13.05 Bollocks. Traffic jam of doom.
13.24 More doom.
13.42 Doomy doomy doom doom. Have we even moved since 13.05?
14.36 We throw good manners to the wind and cheat by driving in the wrong lane and going round roundabouts several times to get ahead of the queues. It's unethical but when you've been in the car this long ethics are void.
15.15 We're here! We set off to find the tents that the people who arrived earlier set up.
15.15.10 Where are the others?
15.20 Not here.
15.22 Still not here. This is a big arsed campsite, as this photo that someone else took shows:
I wish I hadn't left my camera in Somerset.
15.41 Seriously, where are they?
16.10 Oh, here they are. Right in the middle of the most crowded campsite. At least you can't smell the toilets from here. Anyway, time to erect tent.
16.25 Done.

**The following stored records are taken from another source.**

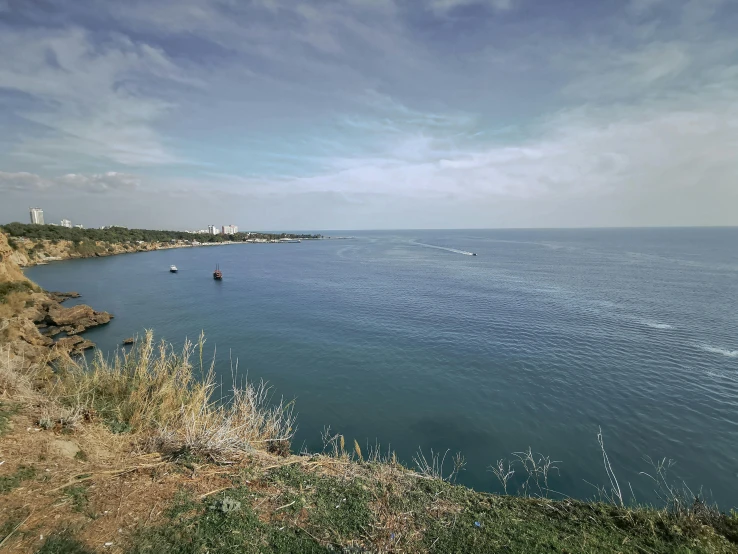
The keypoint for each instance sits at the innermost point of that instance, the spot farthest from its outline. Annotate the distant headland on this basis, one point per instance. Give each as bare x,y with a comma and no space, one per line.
35,244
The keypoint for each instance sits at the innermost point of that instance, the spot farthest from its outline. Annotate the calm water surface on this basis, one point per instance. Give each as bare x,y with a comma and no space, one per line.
540,340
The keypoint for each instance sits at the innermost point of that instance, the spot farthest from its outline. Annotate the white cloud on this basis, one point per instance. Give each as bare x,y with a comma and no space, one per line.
444,6
91,183
91,99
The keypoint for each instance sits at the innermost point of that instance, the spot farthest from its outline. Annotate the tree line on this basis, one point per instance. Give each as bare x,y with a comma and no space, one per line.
124,235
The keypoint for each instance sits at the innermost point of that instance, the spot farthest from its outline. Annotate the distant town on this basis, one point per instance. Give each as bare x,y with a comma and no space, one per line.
37,218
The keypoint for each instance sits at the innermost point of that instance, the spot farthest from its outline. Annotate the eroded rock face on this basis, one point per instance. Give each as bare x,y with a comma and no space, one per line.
73,345
75,319
62,296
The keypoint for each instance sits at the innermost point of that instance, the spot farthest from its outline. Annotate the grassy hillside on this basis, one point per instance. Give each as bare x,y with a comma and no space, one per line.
139,453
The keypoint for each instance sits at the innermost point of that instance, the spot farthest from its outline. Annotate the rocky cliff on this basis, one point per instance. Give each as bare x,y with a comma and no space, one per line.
30,252
30,317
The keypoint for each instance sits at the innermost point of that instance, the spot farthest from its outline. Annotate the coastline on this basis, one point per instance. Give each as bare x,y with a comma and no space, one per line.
118,457
31,253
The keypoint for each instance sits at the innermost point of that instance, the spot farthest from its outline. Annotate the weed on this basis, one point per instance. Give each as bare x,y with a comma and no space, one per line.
6,412
159,396
78,496
199,529
10,482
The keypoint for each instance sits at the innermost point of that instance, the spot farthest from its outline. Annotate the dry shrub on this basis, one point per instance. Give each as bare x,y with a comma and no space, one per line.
159,396
15,382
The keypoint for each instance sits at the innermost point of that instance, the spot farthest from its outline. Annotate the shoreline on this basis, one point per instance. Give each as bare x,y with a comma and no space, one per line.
201,477
25,257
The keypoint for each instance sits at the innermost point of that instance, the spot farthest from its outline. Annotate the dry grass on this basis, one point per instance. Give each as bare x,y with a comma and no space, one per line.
169,404
14,380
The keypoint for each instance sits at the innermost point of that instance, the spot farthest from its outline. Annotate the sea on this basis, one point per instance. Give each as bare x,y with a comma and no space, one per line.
543,340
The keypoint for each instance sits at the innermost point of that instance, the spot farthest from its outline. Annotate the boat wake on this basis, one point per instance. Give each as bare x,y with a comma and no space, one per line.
717,350
656,324
454,250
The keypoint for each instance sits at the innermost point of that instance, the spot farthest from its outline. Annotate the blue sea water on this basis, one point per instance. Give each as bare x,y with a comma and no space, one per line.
540,340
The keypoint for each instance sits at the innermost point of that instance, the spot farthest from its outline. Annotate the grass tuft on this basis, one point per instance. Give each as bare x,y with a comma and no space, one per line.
162,398
10,482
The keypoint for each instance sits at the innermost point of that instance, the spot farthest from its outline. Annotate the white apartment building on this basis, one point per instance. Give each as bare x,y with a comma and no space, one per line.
37,216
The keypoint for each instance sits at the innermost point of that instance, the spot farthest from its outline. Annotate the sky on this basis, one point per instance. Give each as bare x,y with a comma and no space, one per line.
370,114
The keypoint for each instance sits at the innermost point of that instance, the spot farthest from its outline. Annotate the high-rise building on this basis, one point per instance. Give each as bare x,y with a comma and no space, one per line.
37,216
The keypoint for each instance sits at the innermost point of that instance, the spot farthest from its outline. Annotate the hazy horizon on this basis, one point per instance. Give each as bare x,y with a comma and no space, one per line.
370,115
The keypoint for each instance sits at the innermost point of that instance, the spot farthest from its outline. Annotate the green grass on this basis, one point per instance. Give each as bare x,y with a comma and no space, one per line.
10,482
312,513
80,500
196,527
293,509
6,412
63,543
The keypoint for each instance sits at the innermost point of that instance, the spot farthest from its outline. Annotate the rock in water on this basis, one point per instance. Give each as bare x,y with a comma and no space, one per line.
62,296
73,345
78,318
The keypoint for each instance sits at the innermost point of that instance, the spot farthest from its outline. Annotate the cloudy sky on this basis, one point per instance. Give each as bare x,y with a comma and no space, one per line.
368,114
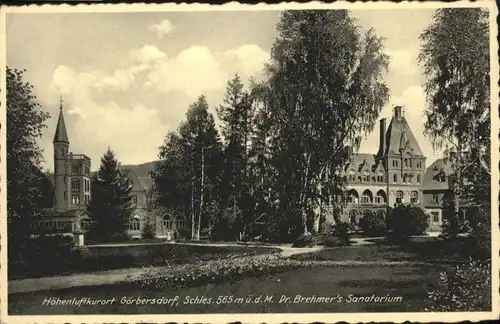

My slowest tent erection time in years. But at least, unlike Kyle and Richard, I've managed to erect my tent successfully and without delays caused by trying to use components from two differently shape tents. They respond by nicking some of my tent pegs.
16.40 Yey now I have a Greek flag. Kyle points out that a nearby tent to us has the phrase "Greeks get out" written on it in gaffa tape.
17.30 Back to the car for the rest of the stuff. I have my evil Doc Martens and a bag of food. Kyle and Richard have about 28 bags. Each.
19.23 Walk past a tent which is making Street Fighter noises.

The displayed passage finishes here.